1 files changed, 250 insertions, 32 deletions
diff --git a/docs/userguide/troubleshooting.rst b/docs/userguide/troubleshooting.rst
index 7cea6e0c3..ac96bb930 100644
--- a/docs/userguide/troubleshooting.rst
+++ b/docs/userguide/troubleshooting.rst
@@ -4,52 +4,222 @@
 Troubleshooting
 ===============
 
+This section gives some guidelines about how to troubleshoot the test cases
+owned by Functest.
+
+**IMPORTANT**: The steps defined below must be executed inside the Functest Docker
+container and after sourcing the OpenStack credentials::
+
+    . $creds
+
+or::
+
+    source /home/opnfv/functest/conf/openstack.creds
+
 VIM
 ---
 
+This section covers the test cases related to the VIM (vPing, Tempest, Rally).
+
+vPing common
+^^^^^^^^^^^^
+For both vPing test cases (vPing_SSH, and vPing_userdata), the first steps are
+similar:
+* Create Glance image
+* Create Network
+* Create Security Group
+* Create instances
+
+After these actions, the test cases differ and will be explained in their section.
+
+This test cases can be run inside the container as follows::
+
+    $repos_dir/functest/docker/run_tests.sh -t vping_ssh
+    $repos_dir/functest/docker/run_tests.sh -t vping_userdata
+
+The *run_tests.sh* script is calling internally the vPing scripts, located in
+*$repos_dir/functest/testcases/vPing/CI/libraries/vPing_ssh.py* or
+*$repos_dir/functest/testcases/vPing/CI/libraries/vPing_userdata.py* with the
+appropriate flags.
+
+After finishing the test execution, the corresponding script will remove all
+created resources in OpenStack (image, instances, network and security group).

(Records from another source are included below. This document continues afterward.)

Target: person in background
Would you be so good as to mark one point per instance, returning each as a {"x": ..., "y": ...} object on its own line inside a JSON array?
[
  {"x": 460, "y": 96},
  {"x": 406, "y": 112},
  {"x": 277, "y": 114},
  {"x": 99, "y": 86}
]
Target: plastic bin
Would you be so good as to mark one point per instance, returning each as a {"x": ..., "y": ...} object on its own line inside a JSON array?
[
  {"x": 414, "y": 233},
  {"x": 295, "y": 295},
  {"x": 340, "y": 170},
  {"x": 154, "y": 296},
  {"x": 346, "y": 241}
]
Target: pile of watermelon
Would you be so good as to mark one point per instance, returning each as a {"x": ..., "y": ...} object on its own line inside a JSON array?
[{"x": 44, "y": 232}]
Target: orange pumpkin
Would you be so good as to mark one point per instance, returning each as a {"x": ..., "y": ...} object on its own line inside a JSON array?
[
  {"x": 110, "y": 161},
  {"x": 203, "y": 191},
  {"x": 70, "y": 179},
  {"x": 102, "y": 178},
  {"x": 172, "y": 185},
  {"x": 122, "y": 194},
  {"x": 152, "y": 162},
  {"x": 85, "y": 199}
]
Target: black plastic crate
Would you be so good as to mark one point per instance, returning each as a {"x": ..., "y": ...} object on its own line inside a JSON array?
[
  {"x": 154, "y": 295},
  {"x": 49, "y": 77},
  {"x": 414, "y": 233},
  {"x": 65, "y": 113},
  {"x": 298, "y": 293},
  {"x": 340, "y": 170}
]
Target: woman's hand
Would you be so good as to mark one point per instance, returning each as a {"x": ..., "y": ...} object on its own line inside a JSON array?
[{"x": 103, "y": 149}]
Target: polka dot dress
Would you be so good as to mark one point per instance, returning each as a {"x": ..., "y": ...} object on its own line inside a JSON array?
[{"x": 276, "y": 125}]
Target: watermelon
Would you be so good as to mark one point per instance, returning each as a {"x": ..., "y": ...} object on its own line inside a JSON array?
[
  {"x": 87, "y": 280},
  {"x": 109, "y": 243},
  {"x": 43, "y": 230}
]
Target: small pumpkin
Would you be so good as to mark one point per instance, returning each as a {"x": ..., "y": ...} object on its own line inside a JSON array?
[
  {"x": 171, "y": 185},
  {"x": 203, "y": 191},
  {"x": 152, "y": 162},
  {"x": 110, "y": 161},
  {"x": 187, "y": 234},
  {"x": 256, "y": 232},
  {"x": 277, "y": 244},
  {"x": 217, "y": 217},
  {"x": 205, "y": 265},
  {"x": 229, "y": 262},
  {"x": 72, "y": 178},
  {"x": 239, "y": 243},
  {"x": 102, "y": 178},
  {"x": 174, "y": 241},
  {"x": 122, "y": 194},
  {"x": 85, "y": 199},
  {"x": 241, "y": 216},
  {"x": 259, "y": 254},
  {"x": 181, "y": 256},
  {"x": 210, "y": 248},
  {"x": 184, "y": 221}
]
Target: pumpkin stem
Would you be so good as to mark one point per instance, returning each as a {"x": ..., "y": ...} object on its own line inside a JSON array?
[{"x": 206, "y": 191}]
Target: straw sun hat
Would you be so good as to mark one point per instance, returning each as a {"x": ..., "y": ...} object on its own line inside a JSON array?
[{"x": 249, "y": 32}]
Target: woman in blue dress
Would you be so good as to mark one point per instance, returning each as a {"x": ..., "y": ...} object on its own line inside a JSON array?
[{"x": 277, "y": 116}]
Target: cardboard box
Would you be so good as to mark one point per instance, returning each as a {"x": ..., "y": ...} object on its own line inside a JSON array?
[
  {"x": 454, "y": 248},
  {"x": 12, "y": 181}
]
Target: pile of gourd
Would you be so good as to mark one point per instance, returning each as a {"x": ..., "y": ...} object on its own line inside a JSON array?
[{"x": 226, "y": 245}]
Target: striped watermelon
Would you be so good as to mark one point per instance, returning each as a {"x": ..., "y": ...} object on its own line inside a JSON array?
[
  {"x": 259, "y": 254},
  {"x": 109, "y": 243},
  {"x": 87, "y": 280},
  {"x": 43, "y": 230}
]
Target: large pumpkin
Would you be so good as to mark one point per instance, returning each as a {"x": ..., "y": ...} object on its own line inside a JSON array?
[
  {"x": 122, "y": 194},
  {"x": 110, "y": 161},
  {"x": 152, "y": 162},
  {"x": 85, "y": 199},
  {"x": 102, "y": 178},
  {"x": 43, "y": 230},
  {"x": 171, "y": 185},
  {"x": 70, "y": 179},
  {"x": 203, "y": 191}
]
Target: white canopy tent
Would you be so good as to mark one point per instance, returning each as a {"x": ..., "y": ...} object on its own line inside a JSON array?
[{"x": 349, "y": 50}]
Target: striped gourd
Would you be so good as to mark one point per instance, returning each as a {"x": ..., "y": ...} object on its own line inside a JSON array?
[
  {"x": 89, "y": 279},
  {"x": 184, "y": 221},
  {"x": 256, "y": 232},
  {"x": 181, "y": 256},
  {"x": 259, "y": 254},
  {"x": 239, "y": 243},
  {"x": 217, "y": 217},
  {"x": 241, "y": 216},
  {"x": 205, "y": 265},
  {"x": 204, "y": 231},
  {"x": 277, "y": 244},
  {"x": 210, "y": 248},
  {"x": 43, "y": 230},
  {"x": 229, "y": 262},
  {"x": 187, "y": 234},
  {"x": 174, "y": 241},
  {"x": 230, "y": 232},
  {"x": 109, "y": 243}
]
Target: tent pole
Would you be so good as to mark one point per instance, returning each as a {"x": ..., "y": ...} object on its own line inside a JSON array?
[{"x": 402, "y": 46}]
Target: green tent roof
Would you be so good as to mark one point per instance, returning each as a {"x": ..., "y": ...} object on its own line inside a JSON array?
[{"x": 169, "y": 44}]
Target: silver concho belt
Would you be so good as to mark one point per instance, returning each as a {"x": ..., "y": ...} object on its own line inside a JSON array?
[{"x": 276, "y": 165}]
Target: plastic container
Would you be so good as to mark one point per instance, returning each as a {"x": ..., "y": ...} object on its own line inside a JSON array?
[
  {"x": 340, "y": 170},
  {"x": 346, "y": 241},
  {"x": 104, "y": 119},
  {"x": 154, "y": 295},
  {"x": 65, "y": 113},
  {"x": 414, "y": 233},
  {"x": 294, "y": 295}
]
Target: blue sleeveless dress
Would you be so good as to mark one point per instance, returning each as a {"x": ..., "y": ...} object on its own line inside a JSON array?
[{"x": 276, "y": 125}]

+When troubleshooting, it is handy sometimes to keep those resources in case the
+test fails and a manual testing is needed. This can be achieved by adding the flag *-n*::
+
+    $repos_dir/functest/docker/run_tests.sh -n -t vping_ssh
+    $repos_dir/functest/docker/run_tests.sh -n -t vping_userdata
+
+
+Some of the common errors that can appear in this test case are::
+
+    vPing_ssh- ERROR - There has been a problem when creating the neutron network....
+
+This means that there has been some problems with Neutron, even before creating the
+instances. Try to create manually a Neutron network and a Subnet to see if that works.

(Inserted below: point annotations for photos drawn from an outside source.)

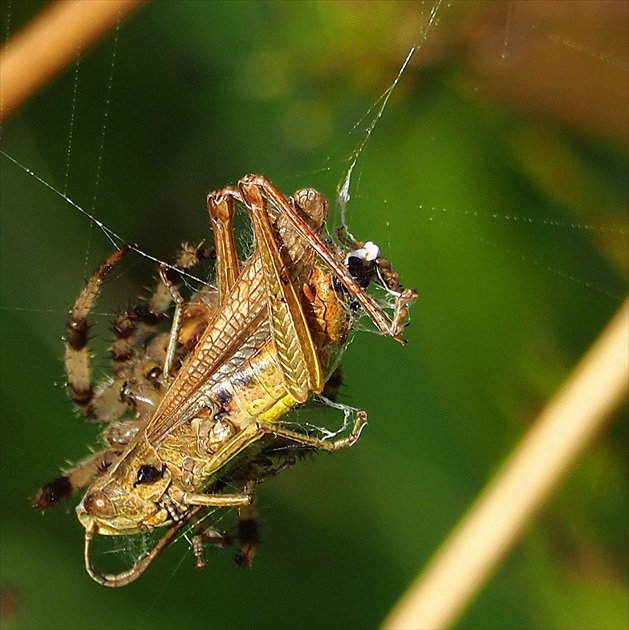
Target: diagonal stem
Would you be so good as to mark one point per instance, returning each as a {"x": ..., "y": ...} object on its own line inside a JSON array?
[
  {"x": 50, "y": 42},
  {"x": 487, "y": 532}
]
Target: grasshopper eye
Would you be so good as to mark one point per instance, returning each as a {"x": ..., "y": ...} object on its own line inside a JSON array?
[{"x": 148, "y": 474}]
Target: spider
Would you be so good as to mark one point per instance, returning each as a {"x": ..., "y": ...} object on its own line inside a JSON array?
[{"x": 199, "y": 408}]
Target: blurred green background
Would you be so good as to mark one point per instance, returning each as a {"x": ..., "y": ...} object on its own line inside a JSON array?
[{"x": 506, "y": 133}]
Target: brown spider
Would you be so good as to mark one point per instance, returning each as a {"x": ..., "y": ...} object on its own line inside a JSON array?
[{"x": 208, "y": 397}]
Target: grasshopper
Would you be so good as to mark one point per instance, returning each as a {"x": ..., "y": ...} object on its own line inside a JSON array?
[{"x": 239, "y": 356}]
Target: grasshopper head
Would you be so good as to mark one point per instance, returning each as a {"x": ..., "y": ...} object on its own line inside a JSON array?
[{"x": 128, "y": 497}]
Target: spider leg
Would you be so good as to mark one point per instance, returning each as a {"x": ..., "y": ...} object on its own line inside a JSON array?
[
  {"x": 77, "y": 356},
  {"x": 135, "y": 380}
]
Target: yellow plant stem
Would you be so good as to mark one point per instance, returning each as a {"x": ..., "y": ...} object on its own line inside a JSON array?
[{"x": 542, "y": 458}]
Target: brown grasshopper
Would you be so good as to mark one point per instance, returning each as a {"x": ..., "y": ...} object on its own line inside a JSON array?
[{"x": 238, "y": 357}]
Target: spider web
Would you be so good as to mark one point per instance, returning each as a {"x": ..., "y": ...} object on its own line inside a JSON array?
[{"x": 45, "y": 256}]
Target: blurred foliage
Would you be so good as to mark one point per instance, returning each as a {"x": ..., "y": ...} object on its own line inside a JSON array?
[{"x": 494, "y": 190}]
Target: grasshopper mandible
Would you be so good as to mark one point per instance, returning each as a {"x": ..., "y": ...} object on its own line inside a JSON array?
[{"x": 237, "y": 359}]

+The debug messages will also help to see when it failed (subnet and router creation).
+Example of Neutron commands (using 10.6.0.0/24 range for example)::
+
+    neutron net-create net-test
+    neutron subnet-create --name subnet-test --allocation-pool start=10.6.0.2,end=10.6.0.100 --gateway 10.6.0.254 net-test 10.6.0.0/24
+    neutron router-create test_router
+    neutron router-interface-add <ROUTER_ID> test_subnet
+    neutron router-gateway-set <ROUTER_ID> <EXT_NET_NAME>
+
+Another related error can occur while creating the Security Groups for the instances::
+
+    vPing_ssh- ERROR - Failed to create the security group...
+
+In this case, proceed to create it manually. These are some hints::
+
+    neutron security-group-create sg-test
+    neutron security-group-rule-create sg-test --direction ingress --protocol icmp --remote-ip-prefix 0.0.0.0/0
+    neutron security-group-rule-create sg-test --direction ingress --ethertype IPv4 --protocol tcp --port-range-min 80 --port-range-max 80 --remote-ip-prefix 0.0.0.0/0
+    neutron security-group-rule-create sg-test --direction egress --ethertype IPv4 --protocol tcp --port-range-min 80 --port-range-max 80 --remote-ip-prefix 0.0.0.0/0
+
+The next step is to create the instances. The image used is located in
+*/home/opnfv/functest/data/cirros-0.3.4-x86_64-disk.img* and a glance image is created
+with the name *functest-vping*. If booting the instances fails (i.e. the status
+is not **ACTIVE**), you can check why it failed by doing::
+
+    nova list
+    nova show <INSTANCE_ID>
+
+It might show some messages about the booting failure. To try that manually::
+
+    net_id=$(neutron net-list | grep net-test | awk '{print $2}')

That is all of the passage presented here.